Rod Stewart said he had no concerns about his kids being students in his class. He viewed the situation in the same regard as teaching any other student and looked forward to getting to observe them in an environment of which many parents are not able to experience.
“I just assumed it would be pretty normal. We joked about what Leah would call me, Dad or Profe,” Rod said. “I was excited to see how they would do in Spanish. We’ve talked about Spanish at home but really the only part was to see how they are in a classroom setting.”
Aside from her dad being a teacher, Leah has dealt with complaints regarding his job to monitor the student parking lots and enforce correct parking procedures.
“I’ve heard quite a few people complain about getting busted for parking when they don’t have a parking pass and having to go see my dad,” Leah said. “A lot of people get mad about it, and also try to take advantage of it and ask ‘when is your dad going out to the lots?’ Or somebody will say ‘can I park in senior lot just this one time?’ And it’s hard because they can’t, there are rules for everyone.”
Advanced Placement Spanish teacher Rod Stewart teaches his junior daughter amidst negative opinions from other students.
Leah said by observing her dad, she has also found new respect for teachers and the amount of work they put into their job.
“More work goes into it than you think,” Leah said. “Seeing my dad work until ten at night grading papers makes me more appreciative of what the teachers do outside of the fifty minutes you’re in their class.

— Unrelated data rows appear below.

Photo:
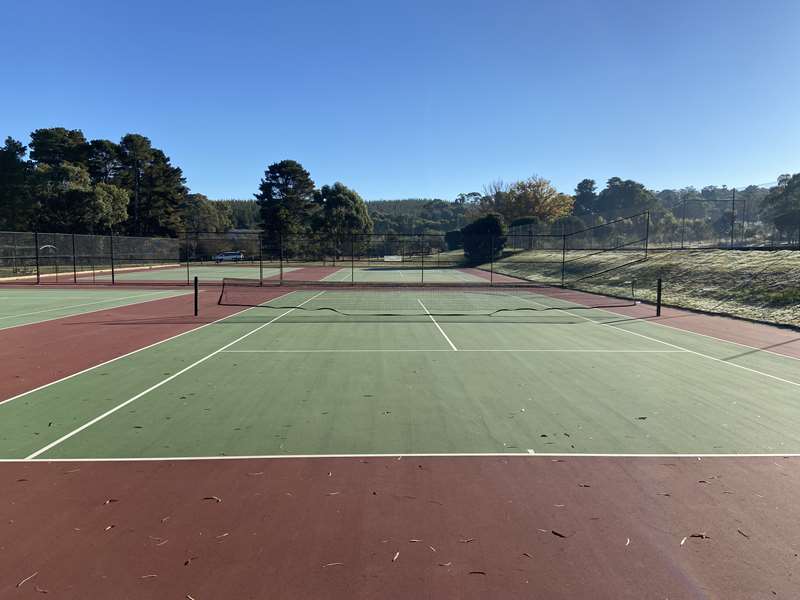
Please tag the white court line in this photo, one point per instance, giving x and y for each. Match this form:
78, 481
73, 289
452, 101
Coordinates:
425, 308
422, 350
120, 357
71, 306
712, 337
652, 339
111, 411
397, 456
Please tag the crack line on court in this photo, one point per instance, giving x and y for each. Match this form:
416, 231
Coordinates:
513, 350
111, 411
652, 339
427, 312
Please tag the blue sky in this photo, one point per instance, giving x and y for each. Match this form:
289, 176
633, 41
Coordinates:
419, 98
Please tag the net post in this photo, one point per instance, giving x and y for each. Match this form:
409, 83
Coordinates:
74, 262
260, 260
491, 259
280, 259
188, 271
422, 257
733, 216
658, 297
111, 247
563, 254
36, 243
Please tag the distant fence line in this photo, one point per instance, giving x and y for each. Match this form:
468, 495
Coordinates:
75, 258
681, 228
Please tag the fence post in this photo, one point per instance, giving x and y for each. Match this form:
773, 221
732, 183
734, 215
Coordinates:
113, 279
36, 243
74, 262
658, 297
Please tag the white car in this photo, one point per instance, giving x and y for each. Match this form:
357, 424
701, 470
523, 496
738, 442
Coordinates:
229, 256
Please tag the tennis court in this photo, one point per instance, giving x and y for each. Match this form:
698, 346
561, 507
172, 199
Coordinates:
181, 274
23, 306
478, 437
557, 378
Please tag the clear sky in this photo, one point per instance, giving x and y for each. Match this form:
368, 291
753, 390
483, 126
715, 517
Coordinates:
419, 98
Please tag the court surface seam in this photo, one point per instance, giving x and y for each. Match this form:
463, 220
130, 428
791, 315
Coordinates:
652, 339
425, 308
423, 350
401, 455
164, 381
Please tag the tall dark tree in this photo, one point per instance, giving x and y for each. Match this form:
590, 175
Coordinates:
157, 188
624, 198
70, 203
484, 238
201, 215
285, 197
585, 197
340, 211
103, 160
135, 152
54, 145
17, 206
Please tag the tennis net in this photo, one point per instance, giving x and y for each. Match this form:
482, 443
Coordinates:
393, 299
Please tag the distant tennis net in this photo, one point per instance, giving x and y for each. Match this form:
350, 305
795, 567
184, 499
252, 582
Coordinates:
393, 299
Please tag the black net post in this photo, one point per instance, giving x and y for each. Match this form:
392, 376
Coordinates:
491, 260
36, 243
188, 270
563, 255
733, 215
111, 246
352, 259
260, 259
422, 258
74, 262
658, 297
683, 225
280, 259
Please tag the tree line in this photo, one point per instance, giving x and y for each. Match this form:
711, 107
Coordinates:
62, 182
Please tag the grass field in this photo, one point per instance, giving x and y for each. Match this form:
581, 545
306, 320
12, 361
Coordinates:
23, 306
269, 382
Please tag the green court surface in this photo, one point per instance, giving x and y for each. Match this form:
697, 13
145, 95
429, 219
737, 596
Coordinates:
206, 272
403, 274
21, 306
288, 382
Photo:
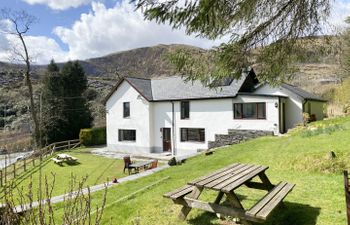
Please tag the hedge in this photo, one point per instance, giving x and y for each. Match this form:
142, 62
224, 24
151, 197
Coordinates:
93, 136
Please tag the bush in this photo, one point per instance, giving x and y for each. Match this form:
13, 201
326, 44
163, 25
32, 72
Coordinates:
93, 136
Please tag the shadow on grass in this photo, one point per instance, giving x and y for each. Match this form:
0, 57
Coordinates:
288, 214
72, 163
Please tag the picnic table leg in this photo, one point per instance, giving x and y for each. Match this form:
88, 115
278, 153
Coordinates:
185, 209
217, 201
265, 180
219, 197
234, 201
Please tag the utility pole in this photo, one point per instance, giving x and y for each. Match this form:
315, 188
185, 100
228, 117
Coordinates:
40, 117
4, 117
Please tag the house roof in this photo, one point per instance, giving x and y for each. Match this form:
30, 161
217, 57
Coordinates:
176, 88
302, 93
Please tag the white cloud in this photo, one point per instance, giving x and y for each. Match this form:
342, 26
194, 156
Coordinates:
41, 49
59, 4
339, 12
106, 30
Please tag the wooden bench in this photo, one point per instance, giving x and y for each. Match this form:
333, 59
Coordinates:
270, 201
73, 159
179, 193
57, 161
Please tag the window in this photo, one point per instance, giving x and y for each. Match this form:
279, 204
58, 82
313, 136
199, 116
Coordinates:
192, 134
127, 135
185, 110
250, 110
126, 109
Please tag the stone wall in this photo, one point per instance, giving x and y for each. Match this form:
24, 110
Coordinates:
236, 136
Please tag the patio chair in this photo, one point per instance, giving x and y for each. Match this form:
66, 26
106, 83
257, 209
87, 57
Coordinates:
154, 164
127, 163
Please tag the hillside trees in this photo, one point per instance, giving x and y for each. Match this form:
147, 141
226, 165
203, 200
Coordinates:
65, 109
20, 24
53, 119
260, 31
76, 109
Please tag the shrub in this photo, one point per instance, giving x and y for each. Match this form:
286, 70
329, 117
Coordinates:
93, 136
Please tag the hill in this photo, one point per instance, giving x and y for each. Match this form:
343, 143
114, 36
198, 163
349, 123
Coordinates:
301, 157
318, 73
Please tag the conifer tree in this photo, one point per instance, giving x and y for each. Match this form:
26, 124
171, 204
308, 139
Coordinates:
76, 108
53, 118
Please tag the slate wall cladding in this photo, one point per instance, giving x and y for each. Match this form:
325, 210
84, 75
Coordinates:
236, 136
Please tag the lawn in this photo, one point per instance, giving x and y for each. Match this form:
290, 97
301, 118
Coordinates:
96, 169
300, 158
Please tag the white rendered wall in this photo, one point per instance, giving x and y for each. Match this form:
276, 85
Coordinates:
293, 104
215, 116
139, 120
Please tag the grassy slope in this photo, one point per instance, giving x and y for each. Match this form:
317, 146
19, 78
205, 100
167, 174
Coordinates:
97, 169
299, 158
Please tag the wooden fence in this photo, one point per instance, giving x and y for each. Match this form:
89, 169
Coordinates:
16, 169
347, 195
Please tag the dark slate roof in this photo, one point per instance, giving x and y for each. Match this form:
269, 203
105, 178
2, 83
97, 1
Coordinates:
143, 86
303, 94
175, 88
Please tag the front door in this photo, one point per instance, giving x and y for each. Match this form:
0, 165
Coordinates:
166, 139
282, 118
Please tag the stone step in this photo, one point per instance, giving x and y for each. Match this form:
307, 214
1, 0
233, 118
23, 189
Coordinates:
253, 133
236, 136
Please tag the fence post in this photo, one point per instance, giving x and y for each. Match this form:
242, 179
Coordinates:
5, 175
347, 195
14, 170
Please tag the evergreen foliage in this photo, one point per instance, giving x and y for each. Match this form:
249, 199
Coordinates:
65, 109
260, 32
53, 118
94, 136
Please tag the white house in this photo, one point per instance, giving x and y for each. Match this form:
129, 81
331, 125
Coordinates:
169, 114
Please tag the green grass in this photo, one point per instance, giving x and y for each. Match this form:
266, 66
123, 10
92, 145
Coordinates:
96, 169
318, 197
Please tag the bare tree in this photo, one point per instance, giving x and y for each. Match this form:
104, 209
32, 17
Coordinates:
20, 24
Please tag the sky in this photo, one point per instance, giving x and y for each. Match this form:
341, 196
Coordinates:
82, 29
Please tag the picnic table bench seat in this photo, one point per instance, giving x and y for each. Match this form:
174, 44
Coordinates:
179, 193
225, 181
73, 159
57, 161
270, 201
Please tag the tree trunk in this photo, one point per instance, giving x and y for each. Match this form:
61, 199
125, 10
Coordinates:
30, 89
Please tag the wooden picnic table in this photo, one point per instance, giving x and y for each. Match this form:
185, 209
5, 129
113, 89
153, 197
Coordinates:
60, 158
225, 182
138, 165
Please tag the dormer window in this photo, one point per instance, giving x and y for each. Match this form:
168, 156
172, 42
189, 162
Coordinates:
126, 109
185, 110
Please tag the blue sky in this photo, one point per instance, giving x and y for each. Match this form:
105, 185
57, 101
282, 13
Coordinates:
81, 29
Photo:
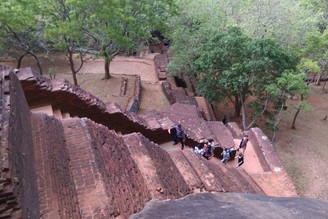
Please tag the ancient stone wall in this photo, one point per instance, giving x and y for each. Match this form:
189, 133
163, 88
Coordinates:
18, 188
125, 187
77, 102
56, 188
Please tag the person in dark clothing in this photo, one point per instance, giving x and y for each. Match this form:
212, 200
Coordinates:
243, 143
179, 135
226, 155
224, 120
199, 149
240, 160
208, 151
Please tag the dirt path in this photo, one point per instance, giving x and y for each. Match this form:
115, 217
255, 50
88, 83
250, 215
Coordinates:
303, 151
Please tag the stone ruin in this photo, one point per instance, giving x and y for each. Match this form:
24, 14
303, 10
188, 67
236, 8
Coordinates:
85, 159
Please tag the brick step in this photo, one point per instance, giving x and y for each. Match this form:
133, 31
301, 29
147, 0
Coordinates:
253, 186
282, 186
55, 183
162, 177
102, 167
57, 194
187, 171
208, 178
221, 134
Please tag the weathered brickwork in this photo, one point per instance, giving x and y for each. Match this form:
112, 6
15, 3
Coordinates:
172, 181
21, 181
42, 91
57, 193
107, 180
125, 187
77, 168
157, 168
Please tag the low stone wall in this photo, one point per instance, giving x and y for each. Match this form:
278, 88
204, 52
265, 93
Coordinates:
125, 188
265, 151
18, 179
235, 130
56, 188
135, 102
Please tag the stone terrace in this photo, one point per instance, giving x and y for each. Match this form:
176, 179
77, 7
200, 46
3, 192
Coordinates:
105, 163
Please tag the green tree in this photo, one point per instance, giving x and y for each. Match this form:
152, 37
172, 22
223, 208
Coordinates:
285, 21
63, 30
316, 52
21, 34
233, 67
289, 83
120, 26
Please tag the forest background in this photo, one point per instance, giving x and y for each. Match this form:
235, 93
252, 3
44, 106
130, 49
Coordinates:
265, 58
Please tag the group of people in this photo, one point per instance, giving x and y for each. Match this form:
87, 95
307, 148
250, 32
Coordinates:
205, 147
227, 152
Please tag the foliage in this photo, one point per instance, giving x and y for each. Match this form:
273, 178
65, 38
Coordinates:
21, 33
234, 67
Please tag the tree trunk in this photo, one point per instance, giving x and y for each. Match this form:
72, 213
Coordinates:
324, 85
277, 121
37, 62
318, 80
243, 112
296, 114
19, 61
71, 64
237, 107
107, 74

They can’t make every student happy, it’s not that easy.”
Freshman Brady Messer said despite what kids say about his mom, Advanced Placement Physics teacher Dee Dee Messer, he understands that not all teaching strategies work for everyone.
“I was just sitting in her class and one of her students said they didn’t really like the way she teaches,” Messer said. “But it’s fine, sometimes I don’t like the way other people teach. So I can’t judge them for not liking the way my mom teaches.”
Leah said she prefers to focus on the benefits of having a parent at school, as opposed to any negative comments students make. Having her dad in both her home and school life, she is able to experience what most students do not.
“I honestly love it,” Leah said. “I can put my binders in his room or my lunch in his fridge. Little things like that, but also just being able to see him throughout the day because my parents are divorced so when I’m at my Mom’s, I still get to see my dad at school. I just like seeing him in the hallway and hearing people tell me stories about stuff that happened in his class.”